To better understand ICER’s cost-effectiveness analysis, I also looked at the economic burden data for early onset SMA provided in a 2012 study conducted by the Lewin Group on behalf of the Muscular Dystrophy Association. This study is referenced in ICER’s final review for Zolgensma. Based on 2010 data, the study found that total costs for early onset SMA, which included medical costs, non-medical costs, income loss, and out-of-pocket medical costs, were around $193,725 annually or about $227,033 annually in 2019. Novartis’s $2.125 million cost is annualized for 5 years, so the total costs for 5 years is around $1.135 million. But the reality is that Zolgensma is literally the difference between life and death. As the father of Malachi Anderson put it in the recent New York Times article on Zolgensma,“To me, it’s worth giving up everything — my house, my car, everything. Nothing could put a cost on saving my child’s life.” Now, it is important to note, that no patient in U.S. will actually have to pay even close to $2.125 million. Insurance companies will be covering the Zolgensma. Insurers will be able to pay for the treatment over 5 years and Novartis will also provide a discount if a patient on the drug dies or needs permanent ventilator support.
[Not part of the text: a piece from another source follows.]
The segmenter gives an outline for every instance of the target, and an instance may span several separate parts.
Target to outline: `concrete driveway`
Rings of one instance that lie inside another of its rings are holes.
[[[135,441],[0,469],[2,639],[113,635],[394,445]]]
But ultimately, it is clear that for most parents, $2.125 million is a small price to pay to save their child’s life. If that isn’t enough of a reason for why we shouldn’t use cost-effectiveness analysis as a basis for FDA approval, then I’m not sure what is. And this is where the U.S. healthcare system is doing things right. We don’t approve drugs on the basis of cost. When it comes to orphan disease drugs, we reward those drug companies that can save lives and offer individuals and their families some semblance of hope. Novartis and AveXis have done just that with Zolgensma and for that hope, $2.125 million is worth it.